4.1 Die Beschwerdeführerin macht - wie schon vor der Vorinstanz - geltend, ihr Anspruch auf rechtliches Gehör bzw. ihr Akteneinsichtsrecht sei verletzt worden. Zur Begründung führt sie aus, sie habe bei einer Einsichtnahme in die bei der Vorinstanz vorhandenen Unterlagen am 6. September 2013 feststellen müssen, dass die Akten der "letzten Revision" mangels Handakten unvollständig gewesen seien und kein Aktenverzeichnis vorgelegen habe (Beschwerde, N. 70).
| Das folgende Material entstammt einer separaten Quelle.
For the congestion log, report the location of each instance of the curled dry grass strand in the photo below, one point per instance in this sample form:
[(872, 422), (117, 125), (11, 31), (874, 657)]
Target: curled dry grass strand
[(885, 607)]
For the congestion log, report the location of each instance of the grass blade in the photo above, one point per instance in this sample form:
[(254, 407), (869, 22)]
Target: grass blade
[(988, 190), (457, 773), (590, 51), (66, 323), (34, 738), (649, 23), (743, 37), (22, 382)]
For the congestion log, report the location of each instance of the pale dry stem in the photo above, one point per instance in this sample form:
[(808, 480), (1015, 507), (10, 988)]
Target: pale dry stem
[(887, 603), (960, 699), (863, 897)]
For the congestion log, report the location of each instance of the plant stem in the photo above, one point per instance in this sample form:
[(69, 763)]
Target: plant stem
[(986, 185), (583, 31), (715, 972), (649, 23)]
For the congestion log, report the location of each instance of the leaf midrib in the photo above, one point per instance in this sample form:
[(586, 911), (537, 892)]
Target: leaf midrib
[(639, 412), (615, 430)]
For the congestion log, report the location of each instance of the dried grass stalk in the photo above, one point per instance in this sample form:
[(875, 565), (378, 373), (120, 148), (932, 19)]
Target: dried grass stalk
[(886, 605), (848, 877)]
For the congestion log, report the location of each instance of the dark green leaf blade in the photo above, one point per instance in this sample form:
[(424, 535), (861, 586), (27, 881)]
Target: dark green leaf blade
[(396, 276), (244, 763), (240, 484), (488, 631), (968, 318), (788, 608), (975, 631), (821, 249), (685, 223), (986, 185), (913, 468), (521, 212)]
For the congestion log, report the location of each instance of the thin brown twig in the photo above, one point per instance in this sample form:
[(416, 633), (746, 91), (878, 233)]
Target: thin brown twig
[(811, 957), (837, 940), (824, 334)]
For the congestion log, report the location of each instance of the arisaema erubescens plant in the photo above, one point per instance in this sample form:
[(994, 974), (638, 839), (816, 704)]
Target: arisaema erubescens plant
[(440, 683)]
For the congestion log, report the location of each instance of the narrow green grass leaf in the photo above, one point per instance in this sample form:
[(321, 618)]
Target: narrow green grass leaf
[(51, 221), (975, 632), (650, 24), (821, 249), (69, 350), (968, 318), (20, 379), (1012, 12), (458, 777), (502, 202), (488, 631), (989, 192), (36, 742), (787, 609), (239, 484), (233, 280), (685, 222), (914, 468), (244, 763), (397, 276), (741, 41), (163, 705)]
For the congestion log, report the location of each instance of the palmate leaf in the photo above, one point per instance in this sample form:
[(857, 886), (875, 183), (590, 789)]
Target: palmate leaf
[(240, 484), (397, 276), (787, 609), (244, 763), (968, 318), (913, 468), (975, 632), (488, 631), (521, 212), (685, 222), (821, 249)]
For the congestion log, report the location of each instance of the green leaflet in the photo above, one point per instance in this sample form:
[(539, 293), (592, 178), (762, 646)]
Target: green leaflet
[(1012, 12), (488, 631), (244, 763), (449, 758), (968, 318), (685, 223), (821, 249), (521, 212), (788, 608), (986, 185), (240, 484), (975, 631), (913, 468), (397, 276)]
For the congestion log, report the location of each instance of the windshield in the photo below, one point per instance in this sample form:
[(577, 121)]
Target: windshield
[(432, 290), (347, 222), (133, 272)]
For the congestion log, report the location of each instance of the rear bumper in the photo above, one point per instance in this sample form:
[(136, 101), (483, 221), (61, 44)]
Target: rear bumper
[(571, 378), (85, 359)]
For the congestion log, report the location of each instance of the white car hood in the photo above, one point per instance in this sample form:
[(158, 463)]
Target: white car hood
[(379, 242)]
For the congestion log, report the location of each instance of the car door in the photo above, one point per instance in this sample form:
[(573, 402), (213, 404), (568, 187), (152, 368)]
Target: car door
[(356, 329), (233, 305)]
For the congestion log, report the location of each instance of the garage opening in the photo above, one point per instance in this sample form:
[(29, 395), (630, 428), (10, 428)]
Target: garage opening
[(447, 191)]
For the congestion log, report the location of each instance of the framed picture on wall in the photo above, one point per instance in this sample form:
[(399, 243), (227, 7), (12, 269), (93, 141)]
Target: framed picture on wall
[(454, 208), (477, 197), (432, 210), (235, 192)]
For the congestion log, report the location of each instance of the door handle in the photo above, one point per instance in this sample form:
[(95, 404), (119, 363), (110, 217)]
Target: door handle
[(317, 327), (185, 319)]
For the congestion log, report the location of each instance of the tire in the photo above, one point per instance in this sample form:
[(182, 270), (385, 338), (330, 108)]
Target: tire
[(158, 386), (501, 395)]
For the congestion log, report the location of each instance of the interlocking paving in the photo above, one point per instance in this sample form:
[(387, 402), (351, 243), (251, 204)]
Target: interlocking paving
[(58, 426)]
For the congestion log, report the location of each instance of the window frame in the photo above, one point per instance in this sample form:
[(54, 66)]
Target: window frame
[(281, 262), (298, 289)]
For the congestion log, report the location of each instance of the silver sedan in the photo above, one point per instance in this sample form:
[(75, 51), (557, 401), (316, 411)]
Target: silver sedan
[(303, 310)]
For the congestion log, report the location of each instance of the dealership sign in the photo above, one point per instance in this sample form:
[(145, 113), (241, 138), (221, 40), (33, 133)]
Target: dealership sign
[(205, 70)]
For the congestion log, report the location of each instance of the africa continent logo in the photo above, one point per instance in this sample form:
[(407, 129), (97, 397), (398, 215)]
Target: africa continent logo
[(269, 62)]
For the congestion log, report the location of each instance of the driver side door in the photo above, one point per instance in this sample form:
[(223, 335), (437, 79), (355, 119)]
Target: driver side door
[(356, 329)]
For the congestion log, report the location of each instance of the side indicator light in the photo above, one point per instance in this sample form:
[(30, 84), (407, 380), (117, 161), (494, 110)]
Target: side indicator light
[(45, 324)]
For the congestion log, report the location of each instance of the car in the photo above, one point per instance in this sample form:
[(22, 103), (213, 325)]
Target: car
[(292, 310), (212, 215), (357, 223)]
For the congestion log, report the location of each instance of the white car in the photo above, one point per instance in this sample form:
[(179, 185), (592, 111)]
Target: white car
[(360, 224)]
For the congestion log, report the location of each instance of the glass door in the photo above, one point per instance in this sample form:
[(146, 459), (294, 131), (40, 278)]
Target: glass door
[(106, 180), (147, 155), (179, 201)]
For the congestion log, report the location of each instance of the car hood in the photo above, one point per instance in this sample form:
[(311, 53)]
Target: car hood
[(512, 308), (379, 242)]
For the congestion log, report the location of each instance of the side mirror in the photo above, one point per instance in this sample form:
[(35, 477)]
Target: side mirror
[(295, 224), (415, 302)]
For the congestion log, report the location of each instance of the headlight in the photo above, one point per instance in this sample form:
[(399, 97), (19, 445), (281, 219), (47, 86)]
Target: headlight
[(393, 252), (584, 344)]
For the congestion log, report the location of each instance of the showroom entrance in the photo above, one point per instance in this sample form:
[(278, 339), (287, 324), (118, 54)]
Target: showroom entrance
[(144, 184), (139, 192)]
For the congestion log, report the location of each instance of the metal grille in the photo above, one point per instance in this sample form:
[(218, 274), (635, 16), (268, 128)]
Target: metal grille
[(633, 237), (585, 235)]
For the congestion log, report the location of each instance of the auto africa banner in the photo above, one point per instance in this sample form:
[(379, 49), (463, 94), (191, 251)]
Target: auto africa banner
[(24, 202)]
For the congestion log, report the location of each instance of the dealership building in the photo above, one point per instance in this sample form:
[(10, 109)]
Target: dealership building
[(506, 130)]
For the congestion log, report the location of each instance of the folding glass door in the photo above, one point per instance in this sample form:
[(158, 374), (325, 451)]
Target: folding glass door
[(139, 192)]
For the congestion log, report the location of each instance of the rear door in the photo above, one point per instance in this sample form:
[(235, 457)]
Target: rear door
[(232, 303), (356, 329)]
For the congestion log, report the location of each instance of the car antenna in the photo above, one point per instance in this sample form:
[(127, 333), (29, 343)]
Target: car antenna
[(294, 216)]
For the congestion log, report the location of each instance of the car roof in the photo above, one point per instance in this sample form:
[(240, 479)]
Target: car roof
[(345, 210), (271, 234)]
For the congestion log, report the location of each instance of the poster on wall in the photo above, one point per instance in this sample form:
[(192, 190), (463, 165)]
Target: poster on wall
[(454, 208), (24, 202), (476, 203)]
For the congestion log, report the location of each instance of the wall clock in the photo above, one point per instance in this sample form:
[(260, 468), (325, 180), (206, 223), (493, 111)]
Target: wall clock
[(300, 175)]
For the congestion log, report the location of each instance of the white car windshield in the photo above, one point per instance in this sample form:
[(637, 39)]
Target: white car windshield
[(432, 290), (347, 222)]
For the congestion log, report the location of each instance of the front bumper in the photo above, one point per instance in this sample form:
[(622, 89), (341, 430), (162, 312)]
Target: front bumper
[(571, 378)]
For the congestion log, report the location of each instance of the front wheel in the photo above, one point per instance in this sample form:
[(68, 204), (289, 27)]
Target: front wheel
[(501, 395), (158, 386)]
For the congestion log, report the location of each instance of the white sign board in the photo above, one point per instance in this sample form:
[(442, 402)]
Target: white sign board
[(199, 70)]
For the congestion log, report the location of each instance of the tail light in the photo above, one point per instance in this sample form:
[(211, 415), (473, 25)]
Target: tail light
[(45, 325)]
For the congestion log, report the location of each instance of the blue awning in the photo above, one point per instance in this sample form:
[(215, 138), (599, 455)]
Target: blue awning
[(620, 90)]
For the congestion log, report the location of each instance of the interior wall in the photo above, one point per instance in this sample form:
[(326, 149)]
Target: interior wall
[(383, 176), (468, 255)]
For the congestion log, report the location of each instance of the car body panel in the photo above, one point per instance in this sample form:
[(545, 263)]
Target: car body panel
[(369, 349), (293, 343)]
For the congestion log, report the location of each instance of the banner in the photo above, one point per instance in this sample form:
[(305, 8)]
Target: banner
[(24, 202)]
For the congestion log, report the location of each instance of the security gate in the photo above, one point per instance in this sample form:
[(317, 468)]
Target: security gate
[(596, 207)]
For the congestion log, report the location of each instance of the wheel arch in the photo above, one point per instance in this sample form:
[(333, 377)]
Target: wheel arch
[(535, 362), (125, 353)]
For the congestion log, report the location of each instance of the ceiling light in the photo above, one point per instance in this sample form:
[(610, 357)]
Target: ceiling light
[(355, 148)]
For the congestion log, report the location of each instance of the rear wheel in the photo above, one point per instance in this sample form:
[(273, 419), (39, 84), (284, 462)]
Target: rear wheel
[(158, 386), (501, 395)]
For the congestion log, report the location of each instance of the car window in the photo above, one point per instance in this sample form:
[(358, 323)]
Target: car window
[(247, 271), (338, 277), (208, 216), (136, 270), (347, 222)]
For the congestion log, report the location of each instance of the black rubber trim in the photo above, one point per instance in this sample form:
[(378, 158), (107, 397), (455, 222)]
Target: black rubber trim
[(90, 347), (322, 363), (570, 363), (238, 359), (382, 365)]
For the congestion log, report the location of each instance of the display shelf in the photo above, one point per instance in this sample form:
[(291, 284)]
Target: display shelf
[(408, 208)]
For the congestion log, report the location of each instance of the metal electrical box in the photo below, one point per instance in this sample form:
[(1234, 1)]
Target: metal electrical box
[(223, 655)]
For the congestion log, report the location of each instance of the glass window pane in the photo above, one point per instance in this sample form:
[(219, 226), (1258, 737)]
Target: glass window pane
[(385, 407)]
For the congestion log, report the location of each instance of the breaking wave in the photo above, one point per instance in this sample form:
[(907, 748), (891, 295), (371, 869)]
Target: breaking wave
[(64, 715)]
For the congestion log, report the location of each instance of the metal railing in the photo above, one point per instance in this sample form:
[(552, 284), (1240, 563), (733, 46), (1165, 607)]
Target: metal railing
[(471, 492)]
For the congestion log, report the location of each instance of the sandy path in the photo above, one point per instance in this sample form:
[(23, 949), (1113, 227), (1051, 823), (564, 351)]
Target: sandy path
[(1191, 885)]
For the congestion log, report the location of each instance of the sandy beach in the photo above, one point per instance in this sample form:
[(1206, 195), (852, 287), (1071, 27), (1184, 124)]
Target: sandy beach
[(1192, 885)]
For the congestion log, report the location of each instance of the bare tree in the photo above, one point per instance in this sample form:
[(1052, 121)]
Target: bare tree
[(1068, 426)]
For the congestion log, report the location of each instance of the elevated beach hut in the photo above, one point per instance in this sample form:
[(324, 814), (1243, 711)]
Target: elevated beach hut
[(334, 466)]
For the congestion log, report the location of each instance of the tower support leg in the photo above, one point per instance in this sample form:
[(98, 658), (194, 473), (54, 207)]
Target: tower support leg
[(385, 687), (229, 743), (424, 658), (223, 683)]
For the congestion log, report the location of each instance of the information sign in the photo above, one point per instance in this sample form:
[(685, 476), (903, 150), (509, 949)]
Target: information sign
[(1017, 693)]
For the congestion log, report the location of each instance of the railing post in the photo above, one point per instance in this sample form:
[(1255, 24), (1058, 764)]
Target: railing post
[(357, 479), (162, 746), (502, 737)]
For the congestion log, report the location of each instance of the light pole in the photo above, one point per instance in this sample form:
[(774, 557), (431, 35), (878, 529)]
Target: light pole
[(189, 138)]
Auf diese Rüge der Verletzung der Verletzung des rechtlichen Gehörs ist vorab einzugehen.

4.2

4.2.1 Vorauszuschicken ist, dass sich das Vorbringen, die Akten der "letzten Revision" seien unvollständig gewesen, gemäss der insoweit unbestritten gebliebenen Darstellung im angefochtenen "Einspracheentscheid" auf

die Unterlagen zur im Jahre 2003 durchgeführten amtlichen Kontrolle bezieht (vgl. E. B./11 Abs. 1 des angefochtenen "Einspracheentscheids"). Aktenkundig und in tatsächlicher Hinsicht ebenso wenig in Abrede gestellt wird vorliegend, dass der Beschwerdeführerin am 6. September 2013 Einsicht in alle Dokumente (bzw. "Kontrollakten") gewährt wurde, welche anlässlich der im Jahr 2013 durchgeführten amtlichen Kontrolle erhoben worden sind (vgl. E. B./11 Abs. 3 des angefochtenen "Einspracheentscheids" sowie amtliche Akten, act. 25).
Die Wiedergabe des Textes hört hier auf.